About a month ago, after almost two years, a new firmware update has been released (can be found here). Two versions exist – Active/Passive and Active/Active.

I have upgraded the MSA1000 storage device.

After installing the Active/Active firmware upgrade (Notice Linux users – You must have X to run the “msa1500flash” utility), and after power cycling the MSA1000 device, things start to look good.

I have tested performance with a person on-site disconnecting fiber connections on-demand, and it worked great. About 2-5 seconds failover time.

Since this system run Oracle RAC, and it uses OCFS2, I had to update the failed-node timeout to be 31 seconds (per this Oracle’s OCFS site, which includes some really good tips).

So real High Availability can be archived after upgrading MSA1000 firmware.

Hitachi HW100 limitations

Sunday, March 19th, 2006

Not too long ago I have purchased a brand new Hitachi HW100 Workgroup Storage. 14+1 400GB SATA disks, dual-interface, each holding two fiber ports (2Gb/s LC). A nice machine. However, two limitations I have discovered are clouding my day:

1. It supports only Raid0 and Raid5. It will not allow me no-parity Raid, aka, Raid1. It is a pity, because my storage is meant for the lab, and not for production, and I wish to decide my own Raid level. That is why it’s 14+1 disks, and not 15. You must have a spare disk.

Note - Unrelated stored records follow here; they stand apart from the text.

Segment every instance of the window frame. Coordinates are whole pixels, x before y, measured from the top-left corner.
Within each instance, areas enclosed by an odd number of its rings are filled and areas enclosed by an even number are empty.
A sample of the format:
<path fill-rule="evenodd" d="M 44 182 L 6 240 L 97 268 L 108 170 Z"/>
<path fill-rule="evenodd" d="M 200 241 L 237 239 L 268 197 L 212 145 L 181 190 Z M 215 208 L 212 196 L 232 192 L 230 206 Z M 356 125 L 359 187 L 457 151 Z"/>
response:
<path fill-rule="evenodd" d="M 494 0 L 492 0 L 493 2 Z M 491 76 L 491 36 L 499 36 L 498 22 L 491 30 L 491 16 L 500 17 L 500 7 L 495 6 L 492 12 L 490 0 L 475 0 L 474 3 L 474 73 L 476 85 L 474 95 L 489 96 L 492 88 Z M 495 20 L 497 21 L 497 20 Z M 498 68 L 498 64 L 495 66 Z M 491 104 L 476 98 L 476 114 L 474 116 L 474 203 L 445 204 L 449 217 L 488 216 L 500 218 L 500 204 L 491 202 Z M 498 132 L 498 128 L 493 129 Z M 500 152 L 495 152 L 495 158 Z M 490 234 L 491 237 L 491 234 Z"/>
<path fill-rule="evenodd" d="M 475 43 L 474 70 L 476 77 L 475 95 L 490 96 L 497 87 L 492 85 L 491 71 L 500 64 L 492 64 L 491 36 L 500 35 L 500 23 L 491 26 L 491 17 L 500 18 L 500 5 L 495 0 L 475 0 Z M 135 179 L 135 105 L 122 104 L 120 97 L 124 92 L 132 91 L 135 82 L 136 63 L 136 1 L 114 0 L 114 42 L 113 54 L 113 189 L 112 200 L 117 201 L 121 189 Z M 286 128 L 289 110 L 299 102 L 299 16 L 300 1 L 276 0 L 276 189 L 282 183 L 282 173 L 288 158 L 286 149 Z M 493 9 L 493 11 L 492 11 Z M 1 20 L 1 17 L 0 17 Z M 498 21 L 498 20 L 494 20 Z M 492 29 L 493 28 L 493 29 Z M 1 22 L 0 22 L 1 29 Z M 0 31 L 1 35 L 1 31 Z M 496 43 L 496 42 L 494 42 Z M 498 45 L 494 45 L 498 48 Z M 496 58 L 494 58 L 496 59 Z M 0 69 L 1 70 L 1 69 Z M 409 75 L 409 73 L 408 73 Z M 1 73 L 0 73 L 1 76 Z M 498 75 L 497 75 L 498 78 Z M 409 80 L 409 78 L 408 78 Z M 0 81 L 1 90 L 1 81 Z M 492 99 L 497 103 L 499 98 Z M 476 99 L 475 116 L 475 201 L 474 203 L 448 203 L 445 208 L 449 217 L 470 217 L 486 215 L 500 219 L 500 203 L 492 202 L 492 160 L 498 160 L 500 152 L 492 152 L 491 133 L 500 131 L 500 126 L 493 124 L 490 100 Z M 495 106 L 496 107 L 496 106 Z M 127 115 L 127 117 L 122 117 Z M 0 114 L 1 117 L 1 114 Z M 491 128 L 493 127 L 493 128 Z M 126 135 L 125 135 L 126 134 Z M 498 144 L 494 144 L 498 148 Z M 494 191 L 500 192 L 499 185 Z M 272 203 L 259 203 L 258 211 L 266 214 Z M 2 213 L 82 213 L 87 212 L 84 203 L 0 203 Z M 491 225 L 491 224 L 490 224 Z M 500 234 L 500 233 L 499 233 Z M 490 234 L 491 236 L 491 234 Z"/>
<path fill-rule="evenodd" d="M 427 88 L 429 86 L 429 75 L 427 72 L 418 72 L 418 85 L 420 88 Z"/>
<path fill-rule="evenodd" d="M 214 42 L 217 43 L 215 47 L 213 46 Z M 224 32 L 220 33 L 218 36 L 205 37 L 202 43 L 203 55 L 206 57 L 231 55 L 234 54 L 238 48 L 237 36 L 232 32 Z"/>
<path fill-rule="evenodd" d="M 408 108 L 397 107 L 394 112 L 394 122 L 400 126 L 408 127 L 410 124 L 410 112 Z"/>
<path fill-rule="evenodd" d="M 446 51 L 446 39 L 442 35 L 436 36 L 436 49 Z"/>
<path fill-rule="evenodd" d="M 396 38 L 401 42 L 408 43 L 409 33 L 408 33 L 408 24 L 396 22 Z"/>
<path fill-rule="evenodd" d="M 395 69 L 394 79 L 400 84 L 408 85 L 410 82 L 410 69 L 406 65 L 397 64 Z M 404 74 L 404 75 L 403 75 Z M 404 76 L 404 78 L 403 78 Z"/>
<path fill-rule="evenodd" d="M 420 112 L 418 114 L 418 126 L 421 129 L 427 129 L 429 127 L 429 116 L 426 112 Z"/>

2. While not connected directly to hosts (Private Loop), only one port out of two ports in an interface works. It means I bought 4 ports, and actually got two. Why would I need four? I need to simulate multi-path, load balancing and utilize maximum flexibility when connecting this storage to my fiber network. After all, this network is all lab, no production network, and I need to maximize my output, with as little redundancy as possible.

These two limitations are somewhat hidden, and, especially the second one, was discovered only after I’ve questioned HDS’ support person. Pity. I will want to return it, and get a more capable one. I need to see what I can do with it.